I haven't set foot off my property in days. I try to walk 3 miles three times a week on non-busy local streets, keeping twenty feet away from everyone I encounter, but a certain languor is setting in as I don't see any familiar faces anymore and the best I can do is take virtual trips in this time of disquietude.
This is my favorite photograph from my favorite trip, a trip of eight days and seven nights down the Grand Canyon in 2008 with former classmates from the University of Colorado. They mostly graduated in 1974 or 1975 whereas I didn't make it out of CU until 1978, having a hiatus of several years working in the restaurant business wintering in Aspen and summering in Nantucket, "between semesters." It all worked out okay for me, except for the part of meeting my ex-wife on Nantucket, who turned out to be in my opinion a raging (high on the Trumpian scale) covert narcissist, which I believe is an impossible, destructive (to others) personality disorder.
I also enjoyed a trip to the great Northwest in 2012 as I completed my checklist of visiting everyone of the 48 lower states in my lifetime. My most poignant day was spent visiting Mt. St. Helens and realizing by first-hand observation the vastness of the natural disaster there in 1980.

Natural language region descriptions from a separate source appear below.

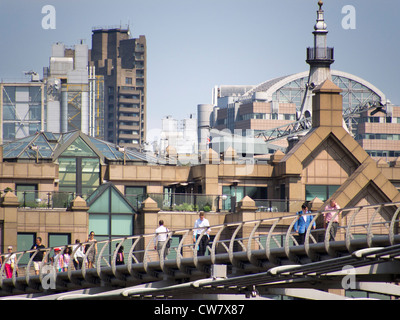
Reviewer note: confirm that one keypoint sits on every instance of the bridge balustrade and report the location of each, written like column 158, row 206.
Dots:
column 260, row 244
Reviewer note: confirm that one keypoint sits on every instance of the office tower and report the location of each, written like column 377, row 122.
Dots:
column 74, row 94
column 122, row 61
column 22, row 109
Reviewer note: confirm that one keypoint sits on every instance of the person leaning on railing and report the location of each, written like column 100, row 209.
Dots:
column 199, row 226
column 330, row 214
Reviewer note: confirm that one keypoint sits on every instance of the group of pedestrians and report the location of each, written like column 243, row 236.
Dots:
column 200, row 225
column 61, row 258
column 305, row 218
column 201, row 238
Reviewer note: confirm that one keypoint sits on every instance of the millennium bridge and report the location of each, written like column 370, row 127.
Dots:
column 251, row 259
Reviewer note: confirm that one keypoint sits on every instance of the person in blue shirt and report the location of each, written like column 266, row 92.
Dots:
column 302, row 223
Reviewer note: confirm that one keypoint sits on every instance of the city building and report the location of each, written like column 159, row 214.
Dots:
column 178, row 138
column 74, row 96
column 22, row 109
column 122, row 61
column 60, row 186
column 262, row 112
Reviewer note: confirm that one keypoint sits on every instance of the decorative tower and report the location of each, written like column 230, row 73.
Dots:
column 319, row 57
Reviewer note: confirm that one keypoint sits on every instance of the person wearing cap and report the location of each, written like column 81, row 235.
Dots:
column 39, row 258
column 58, row 259
column 302, row 223
column 10, row 263
column 200, row 225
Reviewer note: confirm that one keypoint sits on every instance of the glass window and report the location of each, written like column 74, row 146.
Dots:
column 59, row 239
column 99, row 223
column 27, row 194
column 8, row 112
column 9, row 131
column 67, row 174
column 135, row 194
column 90, row 175
column 79, row 148
column 121, row 225
column 25, row 242
column 323, row 192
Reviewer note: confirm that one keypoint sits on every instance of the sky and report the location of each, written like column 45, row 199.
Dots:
column 193, row 46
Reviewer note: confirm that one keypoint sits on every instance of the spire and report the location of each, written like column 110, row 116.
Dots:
column 319, row 57
column 320, row 26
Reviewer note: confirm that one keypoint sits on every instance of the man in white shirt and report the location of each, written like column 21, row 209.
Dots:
column 199, row 225
column 161, row 238
column 330, row 214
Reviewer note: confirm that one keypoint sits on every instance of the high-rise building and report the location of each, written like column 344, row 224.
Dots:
column 274, row 110
column 74, row 94
column 121, row 59
column 22, row 109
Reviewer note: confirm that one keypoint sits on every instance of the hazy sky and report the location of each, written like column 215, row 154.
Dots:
column 195, row 45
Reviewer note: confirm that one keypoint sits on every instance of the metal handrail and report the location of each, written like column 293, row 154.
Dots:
column 142, row 255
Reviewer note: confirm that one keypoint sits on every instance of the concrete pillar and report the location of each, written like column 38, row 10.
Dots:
column 9, row 215
column 80, row 217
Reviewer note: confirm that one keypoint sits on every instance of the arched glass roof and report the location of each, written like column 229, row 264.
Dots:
column 291, row 89
column 48, row 146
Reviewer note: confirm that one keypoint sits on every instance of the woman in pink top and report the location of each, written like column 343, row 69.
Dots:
column 331, row 209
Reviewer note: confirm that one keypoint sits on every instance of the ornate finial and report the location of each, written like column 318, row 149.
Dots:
column 320, row 25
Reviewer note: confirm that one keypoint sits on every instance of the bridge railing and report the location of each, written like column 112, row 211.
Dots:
column 234, row 240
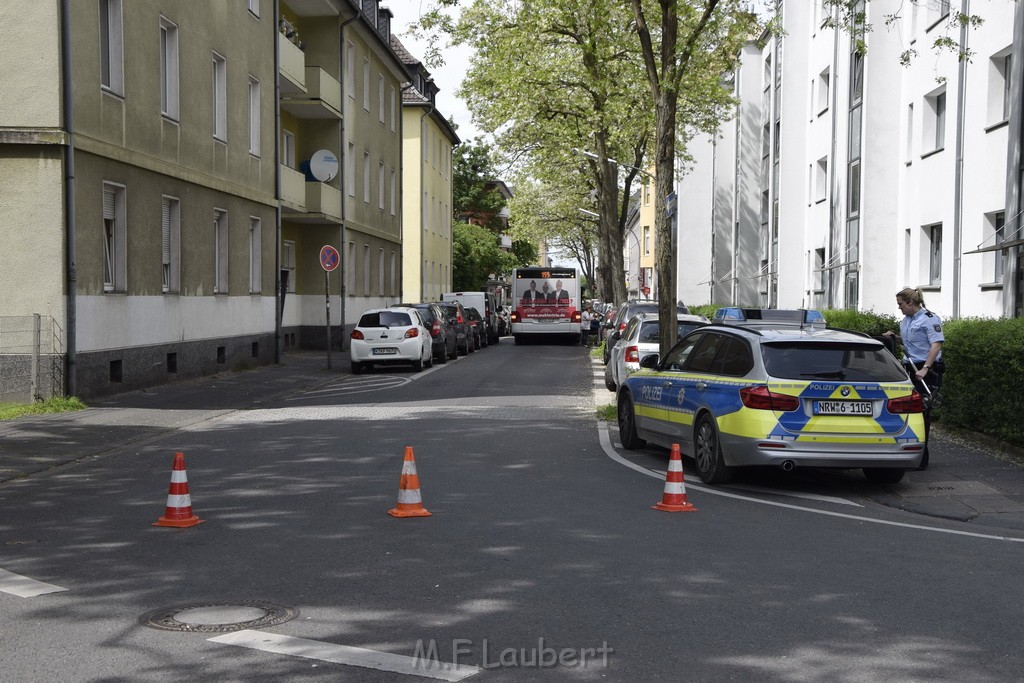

The most spectacular thing I saw on that trip was Crater Lake in Oregon, a vast caldera filled with blue-as-the-sky rainwater and snow runoff. Other than the Grand Canyon, it is the most memorable natural landscape I have seen. It was created by a volcanic blow-up fifty times greater than the Mt. St. Helens explosion and gradually filled in with water over the centuries to its current level.